In July, teachers had covered about 66 per cent of the usual curriculum and nearly all teachers (98 per cent) estimated that their pupils were behind normal expectations for curriculum learning, by three months, on average. Three factors were strongly associated with pupils falling behind: lower levels of parental engagement, schools that did not provide training in remote-learning support, and teachers who felt unable to teach at their usual standard.


  1. Existing inequalities were made worse

Covid-19 has had a particularly negative effect on pupils from disadvantaged backgrounds. Teachers in the most deprived schools were over three times more likely to report that their pupils were four months or more behind in their curriculum-related learning, compared to teachers in the least deprived schools (53 per cent compared to 15 per cent). Disadvantaged pupils were significantly less likely than those from more advantaged backgrounds to be engaged in remote learning or to attend school when invited back in the summer term, and significantly more likely to need intensive catch-up support.


  1. Some distance-learning strategies worked better than others

Schools using a virtual-learning environment (VLE) to inform pupils about learning activities – rather than the school website – and those delivering learning content to pupils through online conversations or activities that involve consolidating previous learning had higher pupil engagement during lockdown.


  1. Covid-19 has hit school budgets

Among the 78 per cent of senior leaders who had concerns about the manageability of opening their schools in September, many said they needed additional staffing and resources, including teachers, TAs, support staff, cleaning staff, additional cleaning and protective equipment and IT. On average, these additional costs amounted to around £720,600 for secondary schools (about 12 per cent of their annual budget in 2020/21) and £280,100 for primary schools (about 19 per cent of their annual budget). Not surprisingly, the top priority for senior leaders and teachers in helping to manage the impact of Covid-19 was for government to provide more funding.

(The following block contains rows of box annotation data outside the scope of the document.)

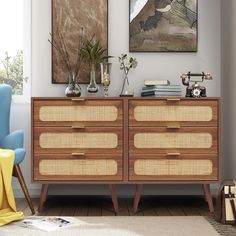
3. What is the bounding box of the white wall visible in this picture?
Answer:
[13,0,221,195]
[222,0,236,178]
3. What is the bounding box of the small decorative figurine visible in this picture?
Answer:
[181,72,213,98]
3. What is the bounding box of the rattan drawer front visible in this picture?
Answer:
[129,155,218,181]
[34,155,122,181]
[34,127,122,153]
[130,99,218,126]
[129,127,218,154]
[34,99,123,126]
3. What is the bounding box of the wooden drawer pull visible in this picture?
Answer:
[166,153,181,157]
[71,152,85,157]
[166,125,181,129]
[166,98,181,102]
[71,125,86,129]
[71,98,85,102]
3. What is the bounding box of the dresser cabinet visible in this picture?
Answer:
[32,98,220,211]
[32,98,123,211]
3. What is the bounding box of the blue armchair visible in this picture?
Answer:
[0,84,35,214]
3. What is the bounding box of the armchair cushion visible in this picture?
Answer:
[1,130,24,150]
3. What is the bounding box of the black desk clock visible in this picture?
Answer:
[181,72,213,98]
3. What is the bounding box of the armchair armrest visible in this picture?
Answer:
[1,130,24,150]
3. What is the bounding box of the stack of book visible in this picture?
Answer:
[141,80,182,97]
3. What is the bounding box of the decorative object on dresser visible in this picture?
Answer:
[52,0,108,84]
[100,62,112,97]
[32,97,220,212]
[81,37,110,93]
[119,54,138,97]
[181,72,213,98]
[129,0,198,52]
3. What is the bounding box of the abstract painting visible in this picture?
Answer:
[52,0,108,84]
[129,0,198,52]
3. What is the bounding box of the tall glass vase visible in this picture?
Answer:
[65,72,81,97]
[87,63,99,93]
[100,62,112,97]
[120,73,134,97]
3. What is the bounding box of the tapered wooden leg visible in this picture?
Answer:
[134,184,143,213]
[13,165,35,215]
[38,184,49,212]
[203,184,214,213]
[109,184,119,213]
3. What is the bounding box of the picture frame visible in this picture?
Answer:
[51,0,108,84]
[129,0,198,53]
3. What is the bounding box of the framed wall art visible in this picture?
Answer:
[129,0,198,52]
[51,0,108,84]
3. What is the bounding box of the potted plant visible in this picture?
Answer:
[81,38,110,93]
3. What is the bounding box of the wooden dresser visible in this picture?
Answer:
[32,98,220,212]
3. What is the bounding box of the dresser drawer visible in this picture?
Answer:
[34,154,122,181]
[33,98,123,126]
[129,153,218,181]
[34,127,123,154]
[129,98,218,127]
[129,127,218,154]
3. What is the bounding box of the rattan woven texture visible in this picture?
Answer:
[39,106,118,121]
[134,133,212,148]
[134,106,213,122]
[134,160,213,176]
[39,133,118,148]
[39,160,118,176]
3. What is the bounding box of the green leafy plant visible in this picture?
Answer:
[81,39,111,64]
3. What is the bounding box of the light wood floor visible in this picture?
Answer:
[16,196,210,216]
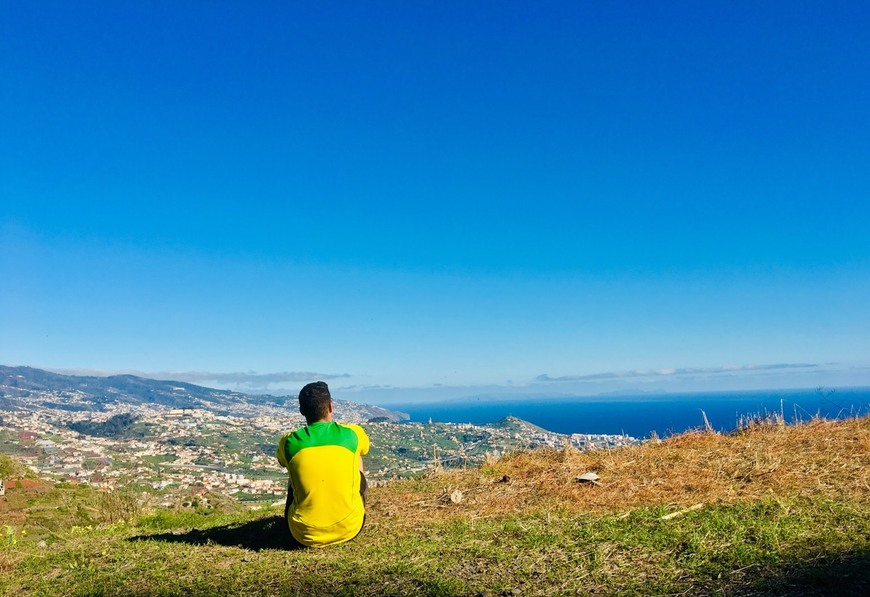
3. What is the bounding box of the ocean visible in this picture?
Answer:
[389,388,870,438]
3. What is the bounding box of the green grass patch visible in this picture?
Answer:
[0,494,870,595]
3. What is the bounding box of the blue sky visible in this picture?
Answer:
[0,1,870,401]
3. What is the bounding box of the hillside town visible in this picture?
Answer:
[0,380,639,505]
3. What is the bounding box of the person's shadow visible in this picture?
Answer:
[128,516,300,551]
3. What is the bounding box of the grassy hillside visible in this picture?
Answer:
[0,418,870,595]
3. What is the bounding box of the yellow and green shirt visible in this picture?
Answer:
[278,421,369,547]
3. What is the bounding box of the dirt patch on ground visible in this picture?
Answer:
[370,417,870,525]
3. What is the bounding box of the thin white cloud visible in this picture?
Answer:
[46,369,351,387]
[535,363,820,382]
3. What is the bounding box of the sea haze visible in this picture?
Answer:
[391,388,870,438]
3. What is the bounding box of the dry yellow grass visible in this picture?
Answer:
[369,417,870,525]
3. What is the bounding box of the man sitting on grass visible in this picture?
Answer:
[278,381,369,547]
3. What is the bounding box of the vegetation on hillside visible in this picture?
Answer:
[0,417,870,595]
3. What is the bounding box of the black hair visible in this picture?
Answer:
[299,381,332,423]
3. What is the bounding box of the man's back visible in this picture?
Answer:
[278,421,369,547]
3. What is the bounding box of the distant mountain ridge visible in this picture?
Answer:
[0,365,408,421]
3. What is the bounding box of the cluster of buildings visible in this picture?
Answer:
[0,392,639,503]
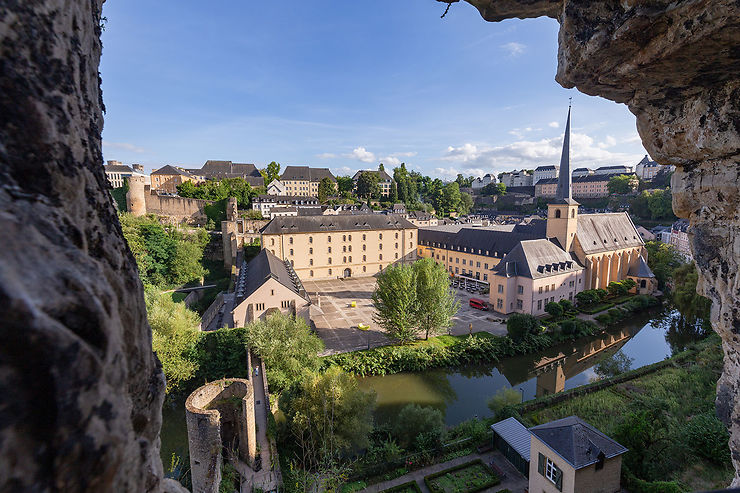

  1. Covid-19 is affecting teaching and learning

In July, 74 per cent of teachers said they were unable to teach to their normal standard due to the restrictions of social distancing. The continuing need to reduce social mixing means that pupils are sitting in front-facing rows and there are fewer opportunities for small-group work or movement around the school. Being unable to get close to pupils hampers teachers’ ability to give formative feedback. One teacher described the frustration of “not being able to get close enough to each child in order for them to receive specific tailored learning, support, guidance and challenge”. Such restrictions could lead to more didactic teaching with less differentiation or variety. This issue could benefit from some rapid research to identify practical solutions, so school leaders are able to support teachers in reducing the barriers to effective pedagogy.


  1. Catch-up will be a long-term process

School leaders’ top three priorities for September were to: support pupils’ emotional health and well-being; re-engage pupils with learning; and settle them into school (63 per cent). Overall, teachers estimated that almost half (44 per cent) of their pupils were in need of intensive catch-up support. Given the extent of the challenges schools are facing and the time it will take to identify which pupils are in greatest need of support, it is unrealistic to expect catch-up to be a quick fix. Therefore catch-up should be seen as part of the ongoing process of learning recovery over an extended period, rather than as a quick-turnaround solution.